The Halle affair in March was a less crucial business, though critical enough for a time. The Saxon towns had been in a state of economic unrest that increased as the impotence of the Weimar Assembly became more obvious. Thus the smaller towns in the immediate neighbourhood of Weimar, like Erfurt and Jena, became outposts of revolution, permanently menacing the deliberations of the Assembly in the classic groves of the Ilm. Small bands of revolutionaries even penetrated Weimar itself, until the roads and railways were barred. It was some weeks before the Saxon Frei-Corps of Jagers, under General Maerker, were strong enough to attempt expeditions against the smaller Thuringian towns. And the General himself had, in these early days, more than one narrow escape. His small force was still very weak in numbers and discipline when a general strike was declared at Halle, with the avowed political object of cutting communications between the Legislature at Weimar and the Administration at Berlin. Obviously, if Weimar could be seized, or even surrounded by the revolutionaries, the parliamentary system of government must collapse and a revolutionary Saxony would divide the Prussian bureaucrats from the South German burghers. This plan—if plan it was—and not merely a process of inchoate and unconscious forces, was defeated by the Maerker expedition to Halle; and those who are interested in the outside as well as the inside of political events may learn something of what the civil war in Germany was like in the following diary of my experiences with this expedition.

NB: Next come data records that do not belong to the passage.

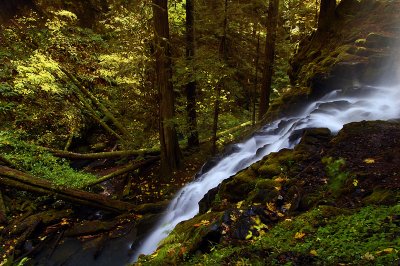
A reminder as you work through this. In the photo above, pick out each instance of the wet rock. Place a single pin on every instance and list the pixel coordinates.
(378, 40)
(206, 202)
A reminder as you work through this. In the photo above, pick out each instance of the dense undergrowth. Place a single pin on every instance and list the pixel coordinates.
(322, 236)
(307, 206)
(40, 163)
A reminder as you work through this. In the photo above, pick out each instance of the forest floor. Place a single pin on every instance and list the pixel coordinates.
(330, 201)
(37, 226)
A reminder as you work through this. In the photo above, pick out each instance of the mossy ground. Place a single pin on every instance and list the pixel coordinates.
(330, 201)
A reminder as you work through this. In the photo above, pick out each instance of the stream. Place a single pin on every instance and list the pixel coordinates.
(332, 111)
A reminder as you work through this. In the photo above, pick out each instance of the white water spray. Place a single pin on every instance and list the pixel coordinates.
(332, 111)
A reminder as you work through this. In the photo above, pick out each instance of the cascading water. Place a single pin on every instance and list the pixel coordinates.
(331, 111)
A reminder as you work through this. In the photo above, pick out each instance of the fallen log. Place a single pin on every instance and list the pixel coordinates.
(125, 169)
(3, 209)
(102, 155)
(23, 181)
(227, 131)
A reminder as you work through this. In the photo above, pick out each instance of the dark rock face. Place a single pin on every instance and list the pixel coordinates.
(88, 11)
(363, 45)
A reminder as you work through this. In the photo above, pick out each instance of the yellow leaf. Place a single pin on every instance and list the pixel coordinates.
(313, 252)
(280, 179)
(369, 160)
(388, 250)
(271, 206)
(368, 256)
(299, 235)
(287, 206)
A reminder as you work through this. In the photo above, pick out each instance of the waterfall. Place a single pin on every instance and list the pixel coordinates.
(332, 111)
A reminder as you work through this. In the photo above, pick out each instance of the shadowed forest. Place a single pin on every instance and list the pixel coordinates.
(108, 109)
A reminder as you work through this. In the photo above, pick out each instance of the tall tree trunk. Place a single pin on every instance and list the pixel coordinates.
(220, 86)
(256, 61)
(193, 138)
(170, 152)
(326, 15)
(272, 22)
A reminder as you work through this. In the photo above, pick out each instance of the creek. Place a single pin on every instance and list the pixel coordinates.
(336, 108)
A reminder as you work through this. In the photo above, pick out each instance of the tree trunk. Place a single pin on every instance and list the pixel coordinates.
(272, 22)
(215, 122)
(170, 152)
(326, 15)
(99, 105)
(223, 51)
(23, 181)
(102, 155)
(127, 168)
(193, 138)
(254, 94)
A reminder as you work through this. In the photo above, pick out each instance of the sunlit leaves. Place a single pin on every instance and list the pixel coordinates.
(38, 72)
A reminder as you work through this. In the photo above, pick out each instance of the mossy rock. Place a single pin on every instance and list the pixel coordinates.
(185, 239)
(382, 196)
(331, 211)
(263, 195)
(270, 170)
(237, 188)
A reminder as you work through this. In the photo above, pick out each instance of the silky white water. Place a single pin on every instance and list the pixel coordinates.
(331, 111)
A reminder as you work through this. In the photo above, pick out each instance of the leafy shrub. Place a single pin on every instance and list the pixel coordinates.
(40, 163)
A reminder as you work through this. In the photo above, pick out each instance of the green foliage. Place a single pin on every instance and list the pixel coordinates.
(39, 163)
(322, 236)
(334, 170)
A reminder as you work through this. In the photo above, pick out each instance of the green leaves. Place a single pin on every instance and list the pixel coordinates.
(40, 163)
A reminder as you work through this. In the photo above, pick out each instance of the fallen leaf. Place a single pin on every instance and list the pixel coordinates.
(299, 235)
(369, 160)
(313, 252)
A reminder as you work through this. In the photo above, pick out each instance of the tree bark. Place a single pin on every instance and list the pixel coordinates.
(254, 94)
(3, 209)
(102, 155)
(99, 105)
(326, 15)
(129, 167)
(193, 138)
(23, 181)
(223, 51)
(170, 152)
(266, 86)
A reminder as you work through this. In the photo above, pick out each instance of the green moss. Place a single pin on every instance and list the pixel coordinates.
(337, 177)
(266, 184)
(183, 240)
(381, 196)
(40, 163)
(270, 170)
(322, 236)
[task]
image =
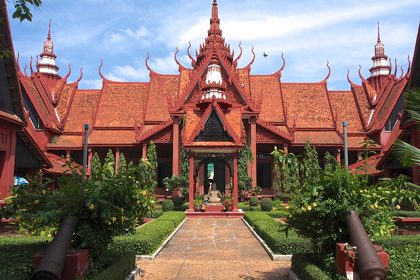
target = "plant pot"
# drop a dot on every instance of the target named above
(229, 208)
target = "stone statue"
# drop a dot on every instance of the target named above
(214, 195)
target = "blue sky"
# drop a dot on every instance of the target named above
(308, 32)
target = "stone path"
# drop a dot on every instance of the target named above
(218, 248)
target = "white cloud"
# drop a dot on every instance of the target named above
(141, 32)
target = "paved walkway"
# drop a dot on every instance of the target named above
(206, 248)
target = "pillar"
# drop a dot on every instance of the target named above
(253, 147)
(415, 141)
(338, 157)
(7, 158)
(68, 155)
(144, 151)
(191, 179)
(175, 148)
(235, 182)
(117, 160)
(90, 155)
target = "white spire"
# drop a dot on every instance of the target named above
(47, 63)
(380, 59)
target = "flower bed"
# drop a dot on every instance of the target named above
(271, 231)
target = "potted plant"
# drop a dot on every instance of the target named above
(283, 197)
(198, 203)
(228, 203)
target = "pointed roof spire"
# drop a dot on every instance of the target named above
(49, 31)
(215, 21)
(47, 64)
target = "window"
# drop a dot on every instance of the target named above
(264, 173)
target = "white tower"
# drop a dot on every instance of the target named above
(380, 60)
(47, 63)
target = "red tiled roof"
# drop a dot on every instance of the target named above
(163, 91)
(121, 104)
(112, 137)
(307, 104)
(66, 141)
(317, 137)
(267, 89)
(344, 106)
(82, 109)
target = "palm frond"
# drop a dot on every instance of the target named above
(407, 154)
(413, 104)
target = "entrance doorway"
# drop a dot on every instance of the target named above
(215, 172)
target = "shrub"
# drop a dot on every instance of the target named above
(266, 204)
(106, 204)
(148, 238)
(274, 235)
(167, 205)
(178, 201)
(304, 269)
(254, 201)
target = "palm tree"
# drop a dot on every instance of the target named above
(409, 155)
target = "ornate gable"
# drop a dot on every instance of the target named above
(213, 130)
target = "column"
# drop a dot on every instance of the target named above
(175, 148)
(235, 182)
(144, 151)
(415, 141)
(90, 155)
(191, 179)
(253, 147)
(68, 155)
(117, 160)
(338, 157)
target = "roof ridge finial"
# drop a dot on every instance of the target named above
(49, 31)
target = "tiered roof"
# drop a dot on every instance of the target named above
(128, 113)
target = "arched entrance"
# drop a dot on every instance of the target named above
(219, 167)
(214, 170)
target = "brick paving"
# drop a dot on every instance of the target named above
(213, 248)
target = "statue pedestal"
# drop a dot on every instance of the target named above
(214, 207)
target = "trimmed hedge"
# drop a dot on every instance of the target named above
(411, 214)
(271, 231)
(178, 201)
(254, 201)
(167, 205)
(305, 269)
(149, 237)
(266, 204)
(16, 254)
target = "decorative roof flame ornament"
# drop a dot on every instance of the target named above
(47, 64)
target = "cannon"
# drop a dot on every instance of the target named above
(368, 262)
(52, 262)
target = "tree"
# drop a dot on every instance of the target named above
(23, 10)
(409, 155)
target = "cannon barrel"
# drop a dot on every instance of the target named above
(52, 262)
(368, 262)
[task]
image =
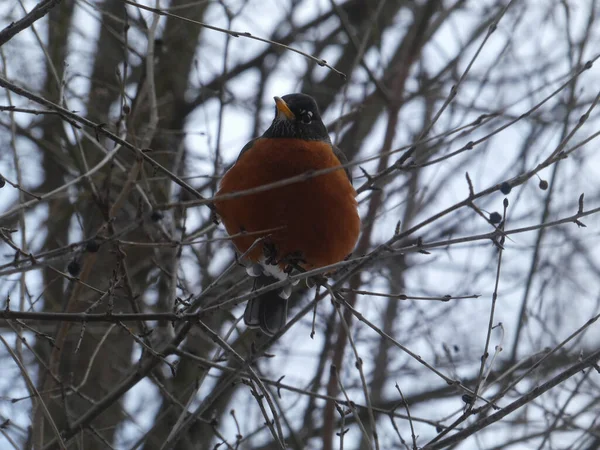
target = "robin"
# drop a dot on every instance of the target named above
(312, 223)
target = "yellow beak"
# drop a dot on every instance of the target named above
(284, 111)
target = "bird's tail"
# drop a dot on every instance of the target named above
(268, 311)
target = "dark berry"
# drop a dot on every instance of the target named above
(74, 267)
(92, 246)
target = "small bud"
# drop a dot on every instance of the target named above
(74, 267)
(92, 246)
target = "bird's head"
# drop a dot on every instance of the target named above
(297, 116)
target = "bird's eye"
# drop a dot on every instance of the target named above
(306, 117)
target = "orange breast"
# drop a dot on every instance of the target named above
(318, 217)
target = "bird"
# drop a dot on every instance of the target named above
(311, 223)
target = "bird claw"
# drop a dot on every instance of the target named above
(286, 292)
(254, 270)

Friday Afternoon.—The green room of the Weimar Theatre—now the National Assembly—and the War Minister Noske on a sofa, a big beetle-browed, bullet-headed type of German, a Bismarck Mk. II., but evidently underfed and overstrained. On a chair a sharp-nosed intelligence officer, for War Ministers must be careful these days who they see and what they say. After some talk I ask leave to go with the Government troops who are to reopen the rail to Berlin by occupying Halle. The intelligence officer demurs, but Noske good humouredly agrees to my arguments, scribbles a word or two on the back of my card, and hurries off to catch the Berlin train. He will have to spend all night going round by Chemnitz and Dresden.